= Automatic Independent Surveillance – Privacy =

Automatic Independent Surveillance – Privacy (AIS-P) is a data packet protocol for the TailLight system of aircraft Traffic Collision Avoidance System (TCAS), wherein a single Mode S 64 microsecond message is transmitted by an aircraft ATCRBS or Mode S transponder, and received by aircraft and Air Traffic Control on the ground. This is an augmentation to aircraft transponders, which report aircraft position and velocity in such a way as to minimize interference with any other avionics system, maximize the possible number of participating aircraft, while not relying on any equipment on the ground, and protecting aircraft from potential attack. AIS-P and ADS-B are competing protocols for aircraft based surveillance of traffic, a replacement technology for Mode S radar and TCAS.

==AIS-P as an alternative to ADS-B==
The TailLight, which is offered as a complimentary feature in General Aviation ATCRBS transponders like the AT-155, utilizes the AIS-P protocol to effectively deliver the advertised collision avoidance benefits of ADS-B in both airport terminal and en route airspace. It has no adverse impact on other avionics systems, can accommodate up to 335,000 aircraft within line-of-sight range of each other, and is interoperable with other collision avoidance systems while ensuring the aircraft's protection from potential attacks.

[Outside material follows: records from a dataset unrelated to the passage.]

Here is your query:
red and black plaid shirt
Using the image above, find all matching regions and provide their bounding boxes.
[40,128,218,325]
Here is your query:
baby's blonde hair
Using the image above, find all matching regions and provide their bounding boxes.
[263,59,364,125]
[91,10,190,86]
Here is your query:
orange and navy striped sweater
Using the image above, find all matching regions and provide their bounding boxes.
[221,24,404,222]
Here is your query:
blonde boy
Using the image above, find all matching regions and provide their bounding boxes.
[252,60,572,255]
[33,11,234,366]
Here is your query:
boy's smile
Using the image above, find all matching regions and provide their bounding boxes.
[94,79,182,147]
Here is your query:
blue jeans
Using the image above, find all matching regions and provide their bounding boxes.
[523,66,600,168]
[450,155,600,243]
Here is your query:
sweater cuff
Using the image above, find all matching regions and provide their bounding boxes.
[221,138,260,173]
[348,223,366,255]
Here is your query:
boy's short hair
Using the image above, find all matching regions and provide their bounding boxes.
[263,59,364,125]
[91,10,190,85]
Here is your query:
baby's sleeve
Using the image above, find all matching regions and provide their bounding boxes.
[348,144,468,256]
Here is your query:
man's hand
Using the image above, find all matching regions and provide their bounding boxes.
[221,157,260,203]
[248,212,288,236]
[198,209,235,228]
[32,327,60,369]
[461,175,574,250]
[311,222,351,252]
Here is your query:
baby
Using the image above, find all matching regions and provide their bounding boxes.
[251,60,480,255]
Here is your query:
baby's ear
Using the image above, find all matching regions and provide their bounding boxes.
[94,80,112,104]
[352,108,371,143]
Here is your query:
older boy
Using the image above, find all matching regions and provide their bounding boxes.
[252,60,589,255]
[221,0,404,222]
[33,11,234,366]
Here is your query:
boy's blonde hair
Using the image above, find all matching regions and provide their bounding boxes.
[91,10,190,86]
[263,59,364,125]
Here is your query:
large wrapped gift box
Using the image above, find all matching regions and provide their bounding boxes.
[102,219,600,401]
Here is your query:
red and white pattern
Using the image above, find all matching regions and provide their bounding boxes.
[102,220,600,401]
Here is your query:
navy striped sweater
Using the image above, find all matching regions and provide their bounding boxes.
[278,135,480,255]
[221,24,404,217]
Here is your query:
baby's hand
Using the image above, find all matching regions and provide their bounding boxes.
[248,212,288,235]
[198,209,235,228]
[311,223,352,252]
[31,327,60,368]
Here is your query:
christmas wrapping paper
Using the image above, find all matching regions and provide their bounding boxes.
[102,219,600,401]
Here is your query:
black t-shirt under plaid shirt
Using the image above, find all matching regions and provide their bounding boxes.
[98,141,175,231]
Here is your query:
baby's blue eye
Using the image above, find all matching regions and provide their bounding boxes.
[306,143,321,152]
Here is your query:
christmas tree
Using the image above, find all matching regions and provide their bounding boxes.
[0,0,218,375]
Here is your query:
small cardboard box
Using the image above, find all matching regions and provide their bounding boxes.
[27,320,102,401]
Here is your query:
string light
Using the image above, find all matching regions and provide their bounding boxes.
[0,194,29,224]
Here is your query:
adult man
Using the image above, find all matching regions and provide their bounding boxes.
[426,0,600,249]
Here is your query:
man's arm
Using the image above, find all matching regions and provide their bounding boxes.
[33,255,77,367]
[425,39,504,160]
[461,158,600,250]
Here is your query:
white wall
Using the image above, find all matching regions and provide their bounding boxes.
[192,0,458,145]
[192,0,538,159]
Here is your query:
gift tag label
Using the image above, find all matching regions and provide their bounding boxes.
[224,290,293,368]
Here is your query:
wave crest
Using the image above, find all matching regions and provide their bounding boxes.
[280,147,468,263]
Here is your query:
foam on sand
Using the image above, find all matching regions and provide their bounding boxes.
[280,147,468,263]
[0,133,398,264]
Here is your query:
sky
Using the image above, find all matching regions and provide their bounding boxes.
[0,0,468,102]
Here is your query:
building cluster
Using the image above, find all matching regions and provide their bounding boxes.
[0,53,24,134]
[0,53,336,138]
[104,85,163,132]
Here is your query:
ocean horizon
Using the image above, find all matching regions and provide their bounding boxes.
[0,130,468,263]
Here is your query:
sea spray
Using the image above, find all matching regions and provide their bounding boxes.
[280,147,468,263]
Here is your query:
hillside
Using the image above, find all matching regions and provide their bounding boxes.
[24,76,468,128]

The AIS-P protocol is an alternative to the ADS-B and Mode S based TCAS protocols, and solves the problems of frequency congestion, by eliminating a requirement for multiple packet messages, or new longer packet definitions for ADS-B not established by international treaty, and by eliminating the 24 bit overhead for named identity in each packet of the message (required to tie multiple packets together into a message). One packet encodes latitude and longitude, altitude, direction, and speed (full position and velocity), handles error detection and recovery, along with channel use arbitration, in the AIS-P protocol. This reduces verbose overhead unnecessary for collision avoidance purposes.

The AIS-P protocol is not meant for purposes of billing and targeting. Additionally, one of the requirements satisfied by the AIS-P protocol is that a missile with an ADS-B type target homer aimed at the unnamed aircraft alone in the sky would miss.